Danico Xplorer : se concentrer sur les saveurs d’un pays

Le concept Danico Xplorer a été lancé en 2022.

Notre bar a toujours été axé sur les saveurs du monde, mais nous avons décidé de recentrer le projet pour avoir une ligne plus directrice. Cela a abouti à l'idée de proposer un menu avec un seul pays. Et pour être crédible, une partie de l’équipe voyage à chaque fois dans la nation en question. En résumé, c'est un menu qui dure six mois où l'on va retrouver les saveurs d'un même pays.

Danico

Cinq pays sont prévus, et l'on devrait vraisemblablement s’autoriser un sixième pays en bonus. Ensuite, on partira sur le même projet, mais avec des petites variantes.
 
Le choix des destinations a été plutôt simple jusqu’à présent.  Le premier pays était l'Indonésie, car c'est le favori de Nico de Soto, et que l'on a toujours eu cette culture autour du pandan – un produit indonésien - à Danico. C’est même devenu en quelque sorte un « running gag » et l'on continue d'utiliser le pandan même s'il ne se trouve pas partout dans le monde. Donc, dans chaque menu, il y a toujours au moins un cocktail adapté avec du pandan.

Quant au second menu, nous avons opté pour un pays situé de l'autre côté du globe, le Mexique, afin de disposer de saveurs très différentes de la précédente carte.

Le Japon s’est facilement imposé dans la liste. C'est une culture que l'on adore, qui parle à tout le monde, car elle est assez bien représentée dans les médias ou même dans la gastronomie à Paris.

Ensuite, en ce qui concerne les deux derniers pays, nous avions de grandes discussions. Il y avait un foisonnement d'idées et l’on a fini par trancher. L'Inde, cela coulait un peu de source: c'est une civilisation en Asie, mais très différente du Japon et de l'Indonésie.

Enfin, la cinquième destination est en discussion : on hésite entre l’Amérique du Sud et l’Afrique du Nord. En résumé, l’on choisit en fonction de nos propres affinités, mais aussi des contrées où les clients n'ont pas forcément l'habitude d'aller, ou de les découvrir de façon approfondie.

Préparation du menu : une charte et un voyage

Le menu change tous les six mois - c’est assez contraignant - donc une charte a été établie : nous proposons toujours deux Milk Punchs, deux ou trois cocktails secs ou amers, un Frozen, et des boissons servies sous forme de Highball.

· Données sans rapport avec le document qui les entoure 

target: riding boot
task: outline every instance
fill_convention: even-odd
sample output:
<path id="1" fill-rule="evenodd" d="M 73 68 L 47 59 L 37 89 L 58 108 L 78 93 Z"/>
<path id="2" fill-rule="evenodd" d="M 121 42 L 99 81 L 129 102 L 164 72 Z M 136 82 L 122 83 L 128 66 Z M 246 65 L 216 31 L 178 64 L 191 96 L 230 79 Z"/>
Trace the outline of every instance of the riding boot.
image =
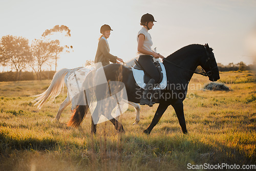
<path id="1" fill-rule="evenodd" d="M 140 100 L 140 105 L 148 105 L 152 107 L 155 103 L 152 102 L 152 91 L 155 85 L 155 80 L 151 79 L 147 83 L 142 93 L 142 96 Z M 149 98 L 150 99 L 148 99 Z"/>

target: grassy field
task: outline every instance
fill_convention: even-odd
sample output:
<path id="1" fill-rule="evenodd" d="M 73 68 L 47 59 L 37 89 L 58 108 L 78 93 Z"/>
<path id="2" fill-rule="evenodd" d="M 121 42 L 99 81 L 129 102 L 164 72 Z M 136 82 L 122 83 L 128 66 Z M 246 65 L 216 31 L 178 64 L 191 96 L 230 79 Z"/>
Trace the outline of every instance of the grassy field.
<path id="1" fill-rule="evenodd" d="M 66 126 L 70 105 L 59 121 L 54 121 L 66 90 L 41 110 L 33 106 L 30 96 L 44 91 L 50 80 L 0 82 L 0 170 L 183 170 L 188 164 L 255 165 L 254 74 L 227 72 L 220 77 L 230 91 L 203 90 L 207 78 L 193 76 L 184 101 L 187 135 L 182 134 L 170 106 L 149 136 L 142 132 L 158 105 L 141 106 L 135 126 L 135 111 L 129 107 L 120 117 L 125 133 L 106 122 L 93 136 L 90 114 L 78 129 Z"/>

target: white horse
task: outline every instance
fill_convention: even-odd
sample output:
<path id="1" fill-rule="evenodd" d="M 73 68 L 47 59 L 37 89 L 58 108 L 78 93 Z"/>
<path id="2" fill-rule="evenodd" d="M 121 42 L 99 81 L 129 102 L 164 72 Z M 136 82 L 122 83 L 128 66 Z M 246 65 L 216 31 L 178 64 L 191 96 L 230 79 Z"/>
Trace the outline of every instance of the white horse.
<path id="1" fill-rule="evenodd" d="M 128 67 L 132 67 L 134 64 L 133 59 L 126 63 Z M 86 76 L 93 68 L 88 68 L 84 67 L 79 67 L 73 69 L 63 68 L 56 72 L 48 88 L 42 93 L 33 96 L 35 97 L 32 101 L 35 103 L 34 106 L 38 105 L 37 108 L 40 109 L 44 103 L 50 98 L 49 103 L 51 103 L 60 93 L 62 87 L 65 84 L 68 94 L 67 98 L 60 104 L 59 110 L 55 117 L 56 120 L 59 120 L 60 115 L 64 109 L 72 103 L 71 110 L 75 109 L 78 96 L 76 95 L 80 91 L 82 83 L 86 79 Z M 138 104 L 127 102 L 127 103 L 134 107 L 136 110 L 135 121 L 133 125 L 137 124 L 140 121 L 140 105 Z"/>

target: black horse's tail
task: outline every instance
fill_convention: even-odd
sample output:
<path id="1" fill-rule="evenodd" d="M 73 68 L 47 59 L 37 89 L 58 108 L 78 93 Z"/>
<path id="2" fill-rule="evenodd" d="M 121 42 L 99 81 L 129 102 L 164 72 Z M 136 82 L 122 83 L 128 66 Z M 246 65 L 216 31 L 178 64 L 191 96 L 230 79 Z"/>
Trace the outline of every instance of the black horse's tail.
<path id="1" fill-rule="evenodd" d="M 89 105 L 78 105 L 73 111 L 71 118 L 67 123 L 68 126 L 77 128 L 83 120 L 84 116 L 88 112 Z"/>

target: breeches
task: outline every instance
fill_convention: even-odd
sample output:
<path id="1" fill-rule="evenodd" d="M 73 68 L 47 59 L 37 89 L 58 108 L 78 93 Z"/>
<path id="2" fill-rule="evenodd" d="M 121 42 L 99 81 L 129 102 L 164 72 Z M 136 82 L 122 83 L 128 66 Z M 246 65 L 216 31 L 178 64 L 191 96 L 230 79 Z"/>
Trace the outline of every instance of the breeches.
<path id="1" fill-rule="evenodd" d="M 153 63 L 153 57 L 150 55 L 141 55 L 139 57 L 138 61 L 144 70 L 158 83 L 160 79 L 159 73 Z"/>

Cela nous permet de cocher certaines cases au préalable, l’on sait que cela plaît à la clientèle tout en apportant de la diversité gustative. Ensuite, en termes de saveurs, je demande aux équipes de se renseigner un maximum avant d’entamer le voyage, pour qu’à notre retour, nous ayons des bases. Cependant, la phase sur place est à ce point enrichissante qu'il nous reste 80% du chemin à parcourir ensuite.

Concrètement, les séjours sont organisés par les marques sponsors des pays qui nous reçoivent, avec à la clé un guest shift dans un bar. Avec les établissements qui nous accueillent, nous organisons un itinéraire culturel autour de la nourriture, des temples… Tout ce qui peut se passer dans les villes, pour s'enrichir au maximum et comprendre la culture ; ne pas se concentrer uniquement sur la cuisine et les cocktails.

Cela nous importe, car Danico Xplorer raconte une authentique histoire autour d’un menu conçu comme un carnet de voyage. On ne souhaite pas juste réaliser des cocktails japonais, mais aussi comprendre la culture locale, comment tout cela est né, et forcément la nourriture, à la fin, vient se lier. C’est pourquoi nous sommes restés deux semaines et demie en Indonésie, dix jours au Mexique comme au Japon et, là, huit jours en Inde.

Étapes de création des recettes et implication de Nico de Soto

De notre séjour, on rapporte en général plusieurs d’ingrédients aux saveurs singulières, fruits de nos rencontres avec des fournisseurs sur place.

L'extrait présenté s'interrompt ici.